Delineating Reproductive and Sexual Health
- Reproductive health “addresses the reproductive processes, functions and system at all stages of life. Reproductive health, therefore, implies that people are able to have a responsible, satisfying and safe sex life and that they have the capability to reproduce and the freedom to decide if, when and how often to do so.”
- Sexual health “is a state of physical, mental and social well-being in relation to sexuality. It requires a positive and respectful approach to sexuality and sexual relationships, as well as the possibility of having pleasurable and safe sexual experiences, free of coercion, discrimination and violence.”
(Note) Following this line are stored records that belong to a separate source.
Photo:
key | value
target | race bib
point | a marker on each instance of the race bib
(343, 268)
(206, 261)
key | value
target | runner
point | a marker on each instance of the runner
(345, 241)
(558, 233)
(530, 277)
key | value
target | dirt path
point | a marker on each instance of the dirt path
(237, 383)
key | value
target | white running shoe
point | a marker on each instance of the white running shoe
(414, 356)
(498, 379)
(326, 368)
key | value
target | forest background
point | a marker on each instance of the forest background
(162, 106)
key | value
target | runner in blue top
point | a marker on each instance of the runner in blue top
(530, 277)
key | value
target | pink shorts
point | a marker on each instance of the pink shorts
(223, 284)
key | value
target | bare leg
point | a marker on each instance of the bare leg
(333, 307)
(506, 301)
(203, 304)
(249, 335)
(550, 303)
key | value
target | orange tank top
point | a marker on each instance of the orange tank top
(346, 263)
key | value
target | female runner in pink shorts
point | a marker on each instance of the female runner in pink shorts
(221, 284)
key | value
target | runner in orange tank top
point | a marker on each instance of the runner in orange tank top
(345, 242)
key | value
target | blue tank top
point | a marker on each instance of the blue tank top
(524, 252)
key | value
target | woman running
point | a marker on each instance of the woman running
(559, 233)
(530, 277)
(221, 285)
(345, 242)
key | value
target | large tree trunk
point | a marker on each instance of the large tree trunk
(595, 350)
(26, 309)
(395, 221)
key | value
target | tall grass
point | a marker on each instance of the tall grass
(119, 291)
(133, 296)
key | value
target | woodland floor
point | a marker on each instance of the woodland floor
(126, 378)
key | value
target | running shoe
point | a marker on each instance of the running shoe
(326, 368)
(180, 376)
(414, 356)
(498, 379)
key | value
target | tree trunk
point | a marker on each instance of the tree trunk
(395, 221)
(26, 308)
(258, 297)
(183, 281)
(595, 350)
Don’t Just Join the Conversation, Change It
- Stick to facts. While sexual health can be a politically charged issue, sexual health services are grounded in scientific evidence, and should be administered and accessed based on sound, scientifically-based health care practices. For example, contraception may draw moral and ethical concerns, but is clinically proven to be safe and effective, and offers benefits beyond pregnancy prevention. “People may have different interpretations of facts, so it’s important to present the facts plainly,” Olshansky said.
- Educate patients. When teens and young adults lack adequate access to sexual health information, they are more likely to engage in risky behaviors that lead to poor health outcomes across the lifespan. As preventive care specialists, family nurse practitioners have the unique opportunity to spend time with young patients, who are especially impressionable regarding health and news literacy. Taking time to discuss the difference between sexual and reproductive health can provide a reliable resource for patients in search of accurate information.
- Participate in public discourse. Because public health policies affect how nurses practice, Olshansky says providers have to be advocates for quality care and patient outcomes. “It’s one of the first things we talk about with students because it’s so central to the work we do,” said Olshansky, who writes to her representatives regularly, and encourages her students to be politically active as well. “Students might not have the same positions as their professors, but they should still be writing to their legislators; their voices are just as important as anyone else’s regardless of position,” she added.